Towards the end of last month, though, I woke up to find that a great many websites were down. It turned out Amazon Web Services had experienced an issue in its Virginia data center that caused widespread outages for companies, businesses, and services both small and large. And as the downtimes continued to grow and quickly exceeded Amazon’s initial estimations it became perfectly evident that the issue was much larger than Amazon had previously relayed. Now a tad more than a week after all of the issues have been fully resolved, I admit that I too began to second-guess Amazon Web Services; even going as far as to question the data center’s ability to accommodate the needs of its users.

Of course I’m not the only one who began to question Amazon Web Services. Spectators and users around the globe had to question Amazon Web Services for the first time, and I believe it’s safe to say that on that April morning Amazon’s reputation took quite a substantial hit. Today Amazon has come opened up about the incident by giving a complete run-down of exactly why the data center encountered crippling outages, and has even gone as far as to automatically compensate those using affected services (regardless of if they were personally affected or not) with a ten-day service credit equal to their usage at the time of error.

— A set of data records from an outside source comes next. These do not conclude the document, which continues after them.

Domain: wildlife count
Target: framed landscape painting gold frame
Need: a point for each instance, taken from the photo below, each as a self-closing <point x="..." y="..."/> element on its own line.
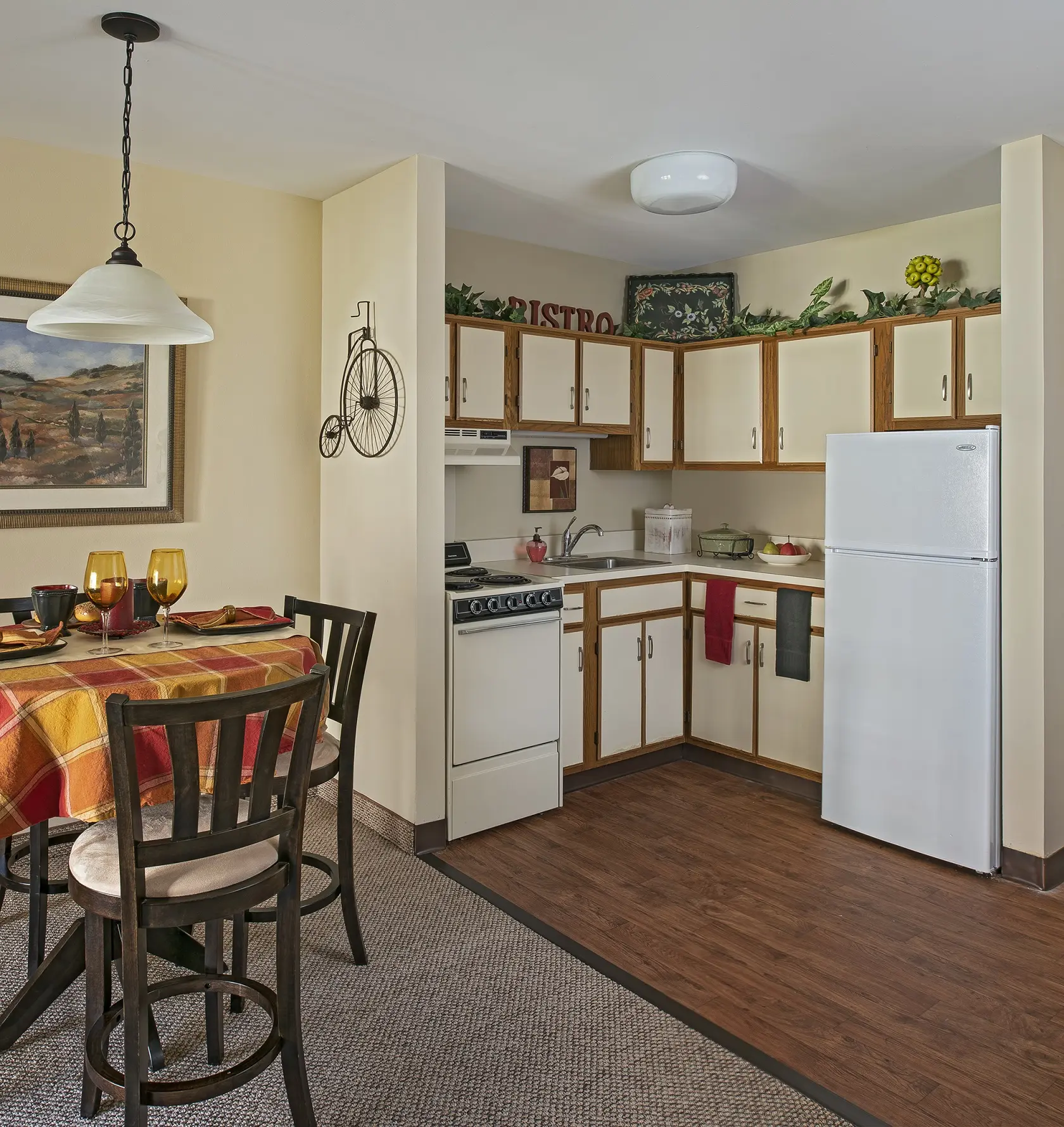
<point x="91" y="433"/>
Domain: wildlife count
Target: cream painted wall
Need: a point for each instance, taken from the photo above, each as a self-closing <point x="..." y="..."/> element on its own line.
<point x="383" y="519"/>
<point x="503" y="267"/>
<point x="250" y="263"/>
<point x="968" y="244"/>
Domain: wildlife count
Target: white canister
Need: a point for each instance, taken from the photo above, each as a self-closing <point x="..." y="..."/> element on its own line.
<point x="668" y="530"/>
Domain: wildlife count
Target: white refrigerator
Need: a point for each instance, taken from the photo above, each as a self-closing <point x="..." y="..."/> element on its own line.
<point x="912" y="641"/>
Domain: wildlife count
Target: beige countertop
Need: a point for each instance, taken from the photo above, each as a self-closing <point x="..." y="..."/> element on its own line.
<point x="806" y="575"/>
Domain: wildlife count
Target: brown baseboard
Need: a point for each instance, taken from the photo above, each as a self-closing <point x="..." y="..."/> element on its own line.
<point x="1041" y="872"/>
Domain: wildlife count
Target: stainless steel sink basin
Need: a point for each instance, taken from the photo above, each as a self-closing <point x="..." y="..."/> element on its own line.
<point x="601" y="563"/>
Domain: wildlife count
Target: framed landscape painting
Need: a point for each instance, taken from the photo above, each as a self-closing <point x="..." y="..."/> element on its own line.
<point x="680" y="307"/>
<point x="91" y="433"/>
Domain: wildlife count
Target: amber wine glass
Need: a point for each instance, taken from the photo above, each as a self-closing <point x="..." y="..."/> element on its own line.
<point x="167" y="581"/>
<point x="106" y="583"/>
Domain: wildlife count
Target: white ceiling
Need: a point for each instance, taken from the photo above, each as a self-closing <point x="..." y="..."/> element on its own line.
<point x="842" y="115"/>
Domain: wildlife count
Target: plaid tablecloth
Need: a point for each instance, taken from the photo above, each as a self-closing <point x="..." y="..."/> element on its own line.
<point x="54" y="755"/>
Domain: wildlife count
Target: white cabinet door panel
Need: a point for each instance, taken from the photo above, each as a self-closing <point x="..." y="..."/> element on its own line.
<point x="824" y="388"/>
<point x="548" y="379"/>
<point x="923" y="364"/>
<point x="982" y="375"/>
<point x="721" y="398"/>
<point x="572" y="698"/>
<point x="481" y="374"/>
<point x="657" y="406"/>
<point x="723" y="696"/>
<point x="790" y="714"/>
<point x="664" y="679"/>
<point x="620" y="677"/>
<point x="605" y="378"/>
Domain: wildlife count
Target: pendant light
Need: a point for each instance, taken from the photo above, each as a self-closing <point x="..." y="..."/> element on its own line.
<point x="123" y="302"/>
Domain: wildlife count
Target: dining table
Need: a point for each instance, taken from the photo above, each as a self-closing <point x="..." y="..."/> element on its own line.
<point x="56" y="759"/>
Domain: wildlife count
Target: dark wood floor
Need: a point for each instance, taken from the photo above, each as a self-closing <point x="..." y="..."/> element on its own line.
<point x="920" y="993"/>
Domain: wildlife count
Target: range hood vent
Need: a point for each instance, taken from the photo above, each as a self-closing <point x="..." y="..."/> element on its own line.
<point x="478" y="446"/>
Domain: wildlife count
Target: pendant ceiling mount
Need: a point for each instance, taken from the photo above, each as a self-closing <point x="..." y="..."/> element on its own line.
<point x="122" y="302"/>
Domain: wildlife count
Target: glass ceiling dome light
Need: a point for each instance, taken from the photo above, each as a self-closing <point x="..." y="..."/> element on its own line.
<point x="122" y="302"/>
<point x="685" y="183"/>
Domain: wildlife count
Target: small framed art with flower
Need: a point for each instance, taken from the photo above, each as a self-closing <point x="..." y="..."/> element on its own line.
<point x="679" y="307"/>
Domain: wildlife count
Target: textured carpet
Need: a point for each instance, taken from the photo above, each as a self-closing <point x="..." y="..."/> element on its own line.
<point x="464" y="1017"/>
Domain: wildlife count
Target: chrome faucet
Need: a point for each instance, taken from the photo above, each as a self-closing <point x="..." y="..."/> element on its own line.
<point x="568" y="541"/>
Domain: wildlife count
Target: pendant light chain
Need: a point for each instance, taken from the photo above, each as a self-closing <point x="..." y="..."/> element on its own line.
<point x="124" y="230"/>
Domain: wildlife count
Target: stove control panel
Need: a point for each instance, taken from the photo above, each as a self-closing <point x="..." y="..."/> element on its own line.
<point x="502" y="607"/>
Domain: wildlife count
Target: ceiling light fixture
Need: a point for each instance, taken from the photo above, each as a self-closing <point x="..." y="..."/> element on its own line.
<point x="122" y="302"/>
<point x="685" y="183"/>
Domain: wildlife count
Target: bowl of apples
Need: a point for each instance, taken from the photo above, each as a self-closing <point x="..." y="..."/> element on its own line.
<point x="785" y="555"/>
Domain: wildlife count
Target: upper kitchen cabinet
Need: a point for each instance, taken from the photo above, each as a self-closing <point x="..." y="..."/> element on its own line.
<point x="721" y="405"/>
<point x="980" y="367"/>
<point x="824" y="387"/>
<point x="548" y="380"/>
<point x="481" y="374"/>
<point x="921" y="361"/>
<point x="605" y="384"/>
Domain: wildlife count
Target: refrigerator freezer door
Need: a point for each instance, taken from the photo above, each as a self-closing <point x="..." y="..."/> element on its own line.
<point x="911" y="714"/>
<point x="915" y="493"/>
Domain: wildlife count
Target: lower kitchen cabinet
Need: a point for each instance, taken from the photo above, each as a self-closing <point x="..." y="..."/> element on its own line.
<point x="723" y="696"/>
<point x="790" y="714"/>
<point x="572" y="698"/>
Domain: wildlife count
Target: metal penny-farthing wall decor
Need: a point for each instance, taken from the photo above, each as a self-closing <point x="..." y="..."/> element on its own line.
<point x="371" y="398"/>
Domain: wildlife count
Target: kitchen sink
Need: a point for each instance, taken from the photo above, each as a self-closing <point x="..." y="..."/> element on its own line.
<point x="601" y="563"/>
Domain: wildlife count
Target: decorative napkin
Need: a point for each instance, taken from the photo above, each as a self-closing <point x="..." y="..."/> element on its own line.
<point x="27" y="638"/>
<point x="230" y="617"/>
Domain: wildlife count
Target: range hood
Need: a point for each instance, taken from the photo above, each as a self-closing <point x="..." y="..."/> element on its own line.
<point x="478" y="446"/>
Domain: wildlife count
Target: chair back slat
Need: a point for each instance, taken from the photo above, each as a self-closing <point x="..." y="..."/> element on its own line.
<point x="185" y="763"/>
<point x="179" y="718"/>
<point x="228" y="770"/>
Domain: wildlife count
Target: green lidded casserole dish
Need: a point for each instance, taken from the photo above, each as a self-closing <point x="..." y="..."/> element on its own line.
<point x="727" y="543"/>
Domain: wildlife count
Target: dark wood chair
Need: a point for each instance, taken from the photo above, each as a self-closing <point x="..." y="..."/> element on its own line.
<point x="346" y="652"/>
<point x="198" y="859"/>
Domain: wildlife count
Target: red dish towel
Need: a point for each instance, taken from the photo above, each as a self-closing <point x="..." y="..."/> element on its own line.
<point x="719" y="619"/>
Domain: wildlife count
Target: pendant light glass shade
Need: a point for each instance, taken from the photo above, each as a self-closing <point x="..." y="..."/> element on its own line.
<point x="121" y="305"/>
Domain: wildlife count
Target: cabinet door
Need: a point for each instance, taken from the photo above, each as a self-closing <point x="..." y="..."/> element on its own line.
<point x="481" y="374"/>
<point x="721" y="404"/>
<point x="790" y="714"/>
<point x="923" y="367"/>
<point x="982" y="370"/>
<point x="657" y="406"/>
<point x="548" y="379"/>
<point x="824" y="388"/>
<point x="605" y="384"/>
<point x="620" y="684"/>
<point x="572" y="698"/>
<point x="663" y="639"/>
<point x="723" y="696"/>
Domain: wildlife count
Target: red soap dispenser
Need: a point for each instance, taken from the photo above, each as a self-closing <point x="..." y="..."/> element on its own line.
<point x="537" y="547"/>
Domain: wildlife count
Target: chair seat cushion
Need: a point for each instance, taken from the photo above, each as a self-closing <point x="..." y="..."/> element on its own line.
<point x="94" y="858"/>
<point x="327" y="753"/>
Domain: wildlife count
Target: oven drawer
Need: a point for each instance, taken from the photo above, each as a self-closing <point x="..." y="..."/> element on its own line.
<point x="504" y="789"/>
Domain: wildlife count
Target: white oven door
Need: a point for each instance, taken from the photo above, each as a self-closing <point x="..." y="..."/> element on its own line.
<point x="506" y="686"/>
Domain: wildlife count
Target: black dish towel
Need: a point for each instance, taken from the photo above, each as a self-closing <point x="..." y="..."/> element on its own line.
<point x="794" y="614"/>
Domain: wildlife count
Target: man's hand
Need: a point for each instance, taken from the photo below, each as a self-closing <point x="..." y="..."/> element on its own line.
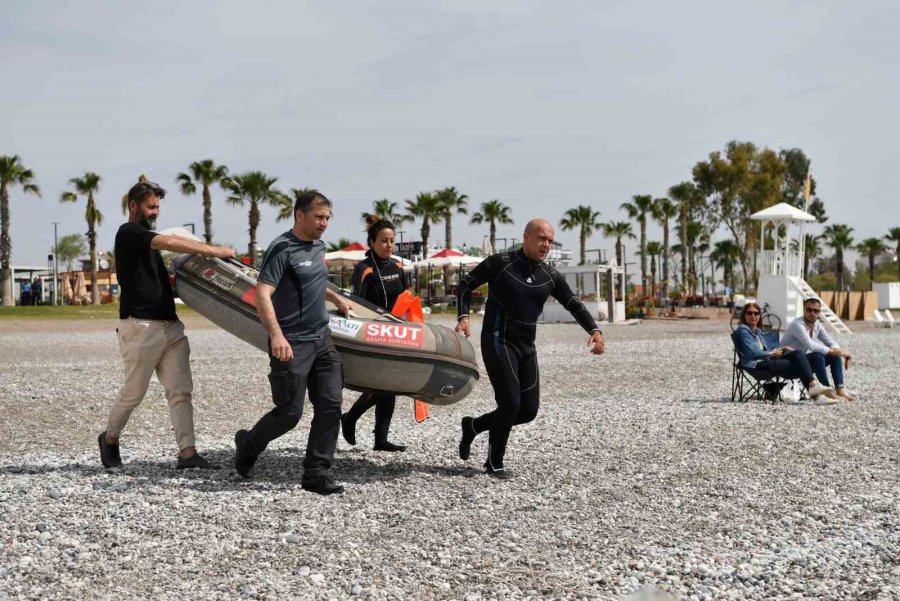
<point x="596" y="344"/>
<point x="342" y="305"/>
<point x="462" y="326"/>
<point x="281" y="348"/>
<point x="222" y="252"/>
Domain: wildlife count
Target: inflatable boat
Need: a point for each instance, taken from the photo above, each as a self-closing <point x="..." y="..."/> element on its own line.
<point x="380" y="352"/>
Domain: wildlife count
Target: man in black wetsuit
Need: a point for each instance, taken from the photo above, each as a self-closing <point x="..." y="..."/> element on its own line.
<point x="519" y="284"/>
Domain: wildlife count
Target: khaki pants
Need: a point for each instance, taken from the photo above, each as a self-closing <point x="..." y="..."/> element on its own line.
<point x="149" y="346"/>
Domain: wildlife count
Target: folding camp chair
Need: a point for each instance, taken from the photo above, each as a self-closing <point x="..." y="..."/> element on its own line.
<point x="749" y="383"/>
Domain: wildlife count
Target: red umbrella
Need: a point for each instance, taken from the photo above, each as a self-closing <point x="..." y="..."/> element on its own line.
<point x="356" y="246"/>
<point x="447" y="252"/>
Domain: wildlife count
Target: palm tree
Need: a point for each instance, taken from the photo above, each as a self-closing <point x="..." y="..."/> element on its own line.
<point x="451" y="202"/>
<point x="254" y="187"/>
<point x="871" y="247"/>
<point x="341" y="243"/>
<point x="142" y="179"/>
<point x="654" y="249"/>
<point x="894" y="236"/>
<point x="86" y="186"/>
<point x="207" y="173"/>
<point x="12" y="173"/>
<point x="429" y="209"/>
<point x="838" y="237"/>
<point x="688" y="199"/>
<point x="724" y="254"/>
<point x="585" y="219"/>
<point x="618" y="230"/>
<point x="641" y="205"/>
<point x="388" y="210"/>
<point x="664" y="210"/>
<point x="494" y="212"/>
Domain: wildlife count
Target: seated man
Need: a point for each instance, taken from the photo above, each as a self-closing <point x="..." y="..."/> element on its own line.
<point x="809" y="336"/>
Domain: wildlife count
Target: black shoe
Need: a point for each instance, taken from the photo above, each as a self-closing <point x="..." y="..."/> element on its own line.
<point x="243" y="460"/>
<point x="194" y="461"/>
<point x="469" y="434"/>
<point x="500" y="473"/>
<point x="109" y="453"/>
<point x="321" y="485"/>
<point x="348" y="429"/>
<point x="383" y="445"/>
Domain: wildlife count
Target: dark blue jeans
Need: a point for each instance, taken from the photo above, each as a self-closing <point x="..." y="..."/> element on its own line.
<point x="818" y="361"/>
<point x="791" y="365"/>
<point x="316" y="367"/>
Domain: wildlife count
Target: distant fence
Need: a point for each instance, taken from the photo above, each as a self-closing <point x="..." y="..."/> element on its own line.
<point x="851" y="306"/>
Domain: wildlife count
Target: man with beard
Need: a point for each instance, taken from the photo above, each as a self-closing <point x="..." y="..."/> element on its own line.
<point x="151" y="337"/>
<point x="519" y="283"/>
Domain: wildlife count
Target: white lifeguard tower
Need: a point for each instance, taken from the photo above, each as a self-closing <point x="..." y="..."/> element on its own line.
<point x="781" y="282"/>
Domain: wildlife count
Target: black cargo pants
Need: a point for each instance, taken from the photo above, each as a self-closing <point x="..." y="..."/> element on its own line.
<point x="316" y="366"/>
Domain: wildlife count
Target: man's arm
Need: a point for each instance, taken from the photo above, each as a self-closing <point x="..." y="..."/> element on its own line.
<point x="185" y="246"/>
<point x="338" y="301"/>
<point x="281" y="348"/>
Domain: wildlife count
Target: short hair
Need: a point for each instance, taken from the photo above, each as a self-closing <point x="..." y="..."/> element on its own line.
<point x="744" y="311"/>
<point x="376" y="223"/>
<point x="304" y="200"/>
<point x="142" y="190"/>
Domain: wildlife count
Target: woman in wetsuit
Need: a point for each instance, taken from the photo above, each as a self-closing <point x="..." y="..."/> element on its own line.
<point x="380" y="280"/>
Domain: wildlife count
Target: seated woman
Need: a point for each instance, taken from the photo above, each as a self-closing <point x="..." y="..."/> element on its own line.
<point x="784" y="361"/>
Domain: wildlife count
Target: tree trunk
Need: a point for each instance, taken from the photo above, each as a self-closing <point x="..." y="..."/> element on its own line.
<point x="207" y="214"/>
<point x="254" y="223"/>
<point x="643" y="221"/>
<point x="665" y="280"/>
<point x="5" y="249"/>
<point x="92" y="244"/>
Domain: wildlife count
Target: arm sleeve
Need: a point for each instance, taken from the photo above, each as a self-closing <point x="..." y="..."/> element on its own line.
<point x="747" y="345"/>
<point x="484" y="272"/>
<point x="563" y="293"/>
<point x="276" y="263"/>
<point x="132" y="236"/>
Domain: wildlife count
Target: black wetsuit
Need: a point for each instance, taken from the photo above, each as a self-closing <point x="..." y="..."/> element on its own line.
<point x="517" y="290"/>
<point x="379" y="281"/>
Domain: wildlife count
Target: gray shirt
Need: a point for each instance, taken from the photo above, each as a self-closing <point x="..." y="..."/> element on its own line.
<point x="797" y="336"/>
<point x="297" y="270"/>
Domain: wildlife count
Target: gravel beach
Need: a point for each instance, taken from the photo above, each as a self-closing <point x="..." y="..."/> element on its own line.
<point x="637" y="475"/>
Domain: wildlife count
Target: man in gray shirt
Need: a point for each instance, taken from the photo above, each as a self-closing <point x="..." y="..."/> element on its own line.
<point x="290" y="301"/>
<point x="807" y="334"/>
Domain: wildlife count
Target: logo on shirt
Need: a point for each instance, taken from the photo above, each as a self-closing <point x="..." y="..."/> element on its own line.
<point x="394" y="334"/>
<point x="342" y="325"/>
<point x="217" y="279"/>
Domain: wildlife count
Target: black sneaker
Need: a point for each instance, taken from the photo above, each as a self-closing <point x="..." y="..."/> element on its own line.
<point x="383" y="445"/>
<point x="321" y="485"/>
<point x="348" y="429"/>
<point x="500" y="473"/>
<point x="469" y="434"/>
<point x="109" y="453"/>
<point x="243" y="460"/>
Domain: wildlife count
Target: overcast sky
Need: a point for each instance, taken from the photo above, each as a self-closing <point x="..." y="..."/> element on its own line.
<point x="542" y="105"/>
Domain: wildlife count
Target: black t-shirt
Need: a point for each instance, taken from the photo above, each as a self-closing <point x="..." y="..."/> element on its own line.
<point x="146" y="292"/>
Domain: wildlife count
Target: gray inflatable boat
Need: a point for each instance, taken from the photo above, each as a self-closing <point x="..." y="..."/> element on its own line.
<point x="380" y="352"/>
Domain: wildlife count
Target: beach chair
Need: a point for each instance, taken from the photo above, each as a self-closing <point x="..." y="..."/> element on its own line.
<point x="880" y="320"/>
<point x="747" y="383"/>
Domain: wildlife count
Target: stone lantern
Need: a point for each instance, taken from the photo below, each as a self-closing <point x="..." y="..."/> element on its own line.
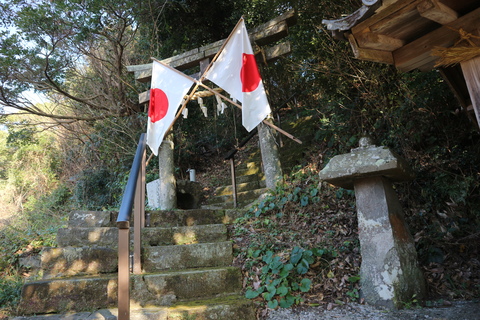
<point x="389" y="274"/>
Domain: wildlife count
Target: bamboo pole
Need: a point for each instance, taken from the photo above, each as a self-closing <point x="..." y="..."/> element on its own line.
<point x="199" y="83"/>
<point x="264" y="121"/>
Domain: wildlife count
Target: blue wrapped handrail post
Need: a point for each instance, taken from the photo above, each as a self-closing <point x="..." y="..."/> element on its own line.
<point x="133" y="196"/>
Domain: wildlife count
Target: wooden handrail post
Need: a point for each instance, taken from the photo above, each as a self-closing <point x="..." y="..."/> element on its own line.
<point x="234" y="181"/>
<point x="124" y="274"/>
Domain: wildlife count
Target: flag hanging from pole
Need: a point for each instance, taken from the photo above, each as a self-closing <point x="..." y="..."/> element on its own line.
<point x="168" y="87"/>
<point x="236" y="71"/>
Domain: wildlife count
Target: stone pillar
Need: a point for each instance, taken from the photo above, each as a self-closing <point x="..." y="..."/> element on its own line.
<point x="166" y="171"/>
<point x="389" y="273"/>
<point x="270" y="155"/>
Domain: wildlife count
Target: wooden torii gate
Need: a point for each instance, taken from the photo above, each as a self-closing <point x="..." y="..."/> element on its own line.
<point x="261" y="37"/>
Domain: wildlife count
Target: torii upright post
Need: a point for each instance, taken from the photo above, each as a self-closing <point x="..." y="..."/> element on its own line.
<point x="268" y="33"/>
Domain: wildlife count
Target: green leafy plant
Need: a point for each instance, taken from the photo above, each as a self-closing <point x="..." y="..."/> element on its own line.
<point x="281" y="279"/>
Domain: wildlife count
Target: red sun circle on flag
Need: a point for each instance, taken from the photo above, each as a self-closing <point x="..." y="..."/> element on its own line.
<point x="249" y="74"/>
<point x="158" y="106"/>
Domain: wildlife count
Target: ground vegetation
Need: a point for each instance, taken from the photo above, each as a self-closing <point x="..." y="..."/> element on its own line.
<point x="296" y="246"/>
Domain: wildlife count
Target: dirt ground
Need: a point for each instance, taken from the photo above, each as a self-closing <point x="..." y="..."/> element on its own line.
<point x="460" y="310"/>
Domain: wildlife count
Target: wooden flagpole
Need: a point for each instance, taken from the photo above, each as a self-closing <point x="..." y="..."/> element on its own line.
<point x="199" y="83"/>
<point x="264" y="121"/>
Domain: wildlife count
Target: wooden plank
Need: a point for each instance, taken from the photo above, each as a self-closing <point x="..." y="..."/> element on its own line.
<point x="398" y="22"/>
<point x="277" y="51"/>
<point x="270" y="34"/>
<point x="437" y="11"/>
<point x="471" y="72"/>
<point x="381" y="15"/>
<point x="418" y="52"/>
<point x="371" y="40"/>
<point x="144" y="73"/>
<point x="370" y="54"/>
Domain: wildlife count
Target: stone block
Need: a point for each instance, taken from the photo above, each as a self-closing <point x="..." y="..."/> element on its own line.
<point x="70" y="261"/>
<point x="189" y="194"/>
<point x="366" y="161"/>
<point x="200" y="255"/>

First and foremost, I think it speaks volumes (no pun towards the downed EBS storage backend intended) of Amazon to offer their users a credit for the downtime. Having said this, I had simply assumed that users were protected by Amazon’s Service Level Agreement (SLA) of 99.95% uptime and would be adequately compensated. However it soon came about that the SLA actually didn’t offer a guarantee for the Elastic Block Services backend that experienced issues, but rather with the EC2 computation platform. With this in mind, Amazon was never (legally) obligated to give anyone refunds or credits of any form but opted to do so anyway at their own free will.

Sure, some organizations will see the ten-day credit as being nowhere near equal to the headaches and lost traffic that they suffered because of Amazon’s downtime. Nonetheless this is definitely better than nothing at all and at principal it shows admission of fault on Amazon’s part, and more importantly illustrates that the company is definitely apologetic about the entire situation.

But really, even though I can appreciate the fact that Amazon is crediting customers, I honestly appreciate their statement and explanation more than anything else. At more than 5,500 words the open letter on Amazon’s AWS website outlines in detail what happened, what caused it to happen, what Amazon did to resolve it, and what the company is doing to make sure that this type of problem doesn’t arise again.

This type of communication is invaluable in making users aware of the situation surrounding the outage, and more importantly I feel that it makes users more aware that Amazon did everything in their power to fix things in a timely and efficient matter; giving users a better understanding that the circumstances were really out of Amazon’s reasonable control. I know that I for one am even more confident in Amazon Web Services than I was before, simply because this letter has opened my eyes to the sheer complexity that is AWS and the fact that the company works hard to maintain their services. For Amazon, I think this is one of the best moves that they could make as having this type of communication with ones customers is invaluable in any business.

So what am I getting to? Nobody is perfect and no service is flawless. But the fact that Amazon is being open about the whole situation and is stepping up to the plate and admitting their fault; something that is a rarity at best.